ENH: Check input dimensions against the initialized model_ #143

adriangb · 2020-11-29T19:25:56Z

Closes #106

codecov-io · 2020-11-29T23:54:55Z

Codecov Report

Merging #143 (56918eb) into master (e419d8e) will increase coverage by 0.01%.
The diff coverage is 100.00%.

@@            Coverage Diff             @@
##           master     #143      +/-   ##
==========================================
+ Coverage   99.52%   99.53%   +0.01%     
==========================================
  Files           5        5              
  Lines         627      646      +19     
==========================================
+ Hits          624      643      +19     
  Misses          3        3

Impacted Files	Coverage Δ
scikeras/_utils.py	`100.00% <100.00%> (ø)`
scikeras/wrappers.py	`99.22% <100.00%> (+0.03%)`	⬆️

Continue to review full report at Codecov.

Legend - Click here to learn more
Δ = absolute <relative> (impact), ø = not affected, ? = missing data
Powered by Codecov. Last update e419d8e...56918eb. Read the comment docs.

adriangb · 2020-11-30T02:41:17Z

@stsievert tagging you to take a look whenever you have a chance. This is addressing an issue you had opened (#106)

stsievert · 2020-11-30T03:20:49Z

scikeras/wrappers.py

+        # generic transformers just to make them SciKeras compatible
+        n_out_expect = getattr(self, "n_outputs_expected_", None)
+        if n_out_expect:
+            if n_out_expect != len(self.model_.outputs):


Style nit: I'd collapse this if-statement:

n_out_expect = getattr(self, "n_outputs_expected_", None) if n_out_expect and n_out_expect != len(self.model_.outputs): ...

Yep I'll implement that.

Do you think we should redefine n_outputs_expected_: int -> expected_output_shape_: Union[List[int], Dict[str, int]] so that each element/key can map to the expected output shape for each output?

Do you think we should redefine n_outputs_expected_: int -> expected_output_shape_: Union[List[int], Dict[str, int]] so that each element/key can map to the expected output shape for each output?

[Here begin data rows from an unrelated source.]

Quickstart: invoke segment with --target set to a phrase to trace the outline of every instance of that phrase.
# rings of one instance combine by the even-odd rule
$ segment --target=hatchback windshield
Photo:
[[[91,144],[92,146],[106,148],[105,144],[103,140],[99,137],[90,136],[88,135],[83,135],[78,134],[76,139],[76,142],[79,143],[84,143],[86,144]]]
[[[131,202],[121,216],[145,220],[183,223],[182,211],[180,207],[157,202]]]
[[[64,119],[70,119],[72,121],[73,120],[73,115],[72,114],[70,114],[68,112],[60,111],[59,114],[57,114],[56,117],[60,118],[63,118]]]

I don't think so. An integer suffices for basic use cases (regressors and classifiers). I can only see output shape being relevant for autoencoders.

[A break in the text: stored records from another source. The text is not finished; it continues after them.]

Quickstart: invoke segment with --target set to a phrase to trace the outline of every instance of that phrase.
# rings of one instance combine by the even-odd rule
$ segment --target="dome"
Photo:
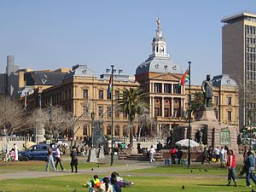
[[[87,65],[78,64],[72,67],[72,70],[68,72],[64,79],[68,79],[71,77],[96,77],[94,72],[87,67]]]
[[[136,69],[136,75],[148,72],[182,73],[182,67],[169,59],[154,57],[140,64]]]
[[[214,76],[212,79],[213,86],[237,86],[236,81],[230,78],[228,74]]]

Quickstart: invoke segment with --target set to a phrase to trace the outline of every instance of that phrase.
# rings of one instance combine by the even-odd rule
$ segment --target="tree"
[[[127,114],[130,127],[130,144],[133,146],[133,129],[136,114],[142,114],[146,108],[148,108],[148,103],[145,102],[145,93],[139,88],[123,90],[122,99],[117,101],[118,108],[123,113]]]
[[[59,106],[51,107],[50,109],[35,109],[29,116],[29,124],[33,127],[38,121],[44,126],[46,134],[57,141],[61,133],[72,129],[73,113]]]
[[[19,101],[0,96],[0,128],[6,136],[27,129],[26,112]]]
[[[145,112],[142,115],[139,115],[138,122],[138,137],[141,137],[142,131],[143,131],[145,132],[145,135],[147,135],[149,137],[152,137],[156,135],[156,124],[154,119],[150,117],[148,112]]]

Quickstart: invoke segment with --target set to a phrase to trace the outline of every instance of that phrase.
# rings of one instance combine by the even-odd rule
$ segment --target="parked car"
[[[19,160],[47,160],[49,144],[37,144],[31,146],[27,150],[19,152]],[[56,148],[55,146],[53,155],[56,155]]]

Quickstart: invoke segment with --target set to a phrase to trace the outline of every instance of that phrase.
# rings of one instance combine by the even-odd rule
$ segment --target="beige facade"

I'm thinking of multi-input or multi-output models (as to why it would be a list/dict).

As to why we'd need the expected output shape specifically, for classifiers, the output shape depends on the classes and type of problem (i.e. Dense(1, activation="sigmoid") and Dense(2, activation="softmax") are generally equivalent), which is why we can't just check the shape of X like we do with the input layer.

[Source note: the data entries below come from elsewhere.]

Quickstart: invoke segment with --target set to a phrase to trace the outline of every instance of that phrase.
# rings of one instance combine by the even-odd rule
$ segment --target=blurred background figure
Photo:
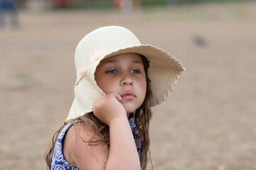
[[[75,0],[51,0],[53,7],[66,8],[73,5]]]
[[[18,6],[16,0],[0,0],[0,28],[5,26],[5,17],[9,14],[13,28],[18,26]]]

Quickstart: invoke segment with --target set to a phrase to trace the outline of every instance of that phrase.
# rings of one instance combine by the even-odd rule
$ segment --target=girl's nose
[[[121,86],[132,86],[132,85],[133,85],[133,81],[131,76],[127,74],[124,75],[121,81]]]

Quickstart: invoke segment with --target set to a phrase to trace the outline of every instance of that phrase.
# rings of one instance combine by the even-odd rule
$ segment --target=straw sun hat
[[[67,120],[92,111],[93,102],[105,94],[95,79],[97,66],[108,57],[126,52],[142,55],[149,62],[148,75],[153,96],[151,106],[166,98],[176,84],[178,75],[185,70],[174,57],[163,50],[150,45],[142,45],[125,28],[107,26],[96,29],[85,35],[75,50],[78,77],[74,84],[75,98]]]

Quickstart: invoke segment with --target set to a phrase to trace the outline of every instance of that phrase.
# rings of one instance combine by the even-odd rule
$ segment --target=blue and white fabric
[[[129,123],[131,126],[131,129],[134,134],[137,135],[139,131],[136,128],[136,125],[134,120],[129,119]],[[60,130],[60,133],[58,135],[56,143],[54,148],[53,159],[51,163],[51,170],[79,170],[78,168],[76,168],[70,165],[64,157],[63,152],[63,142],[65,133],[71,127],[73,123],[67,123],[64,128]],[[136,141],[135,141],[136,142]],[[137,152],[139,157],[139,160],[141,160],[141,144],[140,141],[136,142]]]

I'm thinking of multi-input or multi-output models (as to why it would be a list/dict).

Maybe that's not a bad idea. I think the type of n_outputs_expected should be Union[int, List[int], Dict[str, int]]. That supports more complex models and simple user-defined transformers.

In this function that will mean something like this:

n_out = getattr(self, "n_outputs_expected", None) if isinstance(n_out, int): n_out = [n_out] if n_out and n_out != len(self.model_.outputs): ...

Another alternative is of course to revert to c7e6723 and try to continues this conversation in it's own issue/PR.

I think I like checking the model better. But why is n_outputs_expected_ necessary?

Another alternative is of course to revert to c7e6723

Do you mean delete the release from PyPI/GitHub? If I were handling releases, I think I'd rather delay any checks on n_outputs_expected_ to a later release.

It's not required. There's other (perhaps better) ways to achieve the same thing.

That commit is in this branch. I was suggesting we revert to that commit in this branch and table this discussion for another issue/PR since the rest of the changes here stand on their own.

That commit is in this branch. I was suggesting we revert to that commit in this branch and table this discussion for another issue/PR since the rest of the changes here stand on their own.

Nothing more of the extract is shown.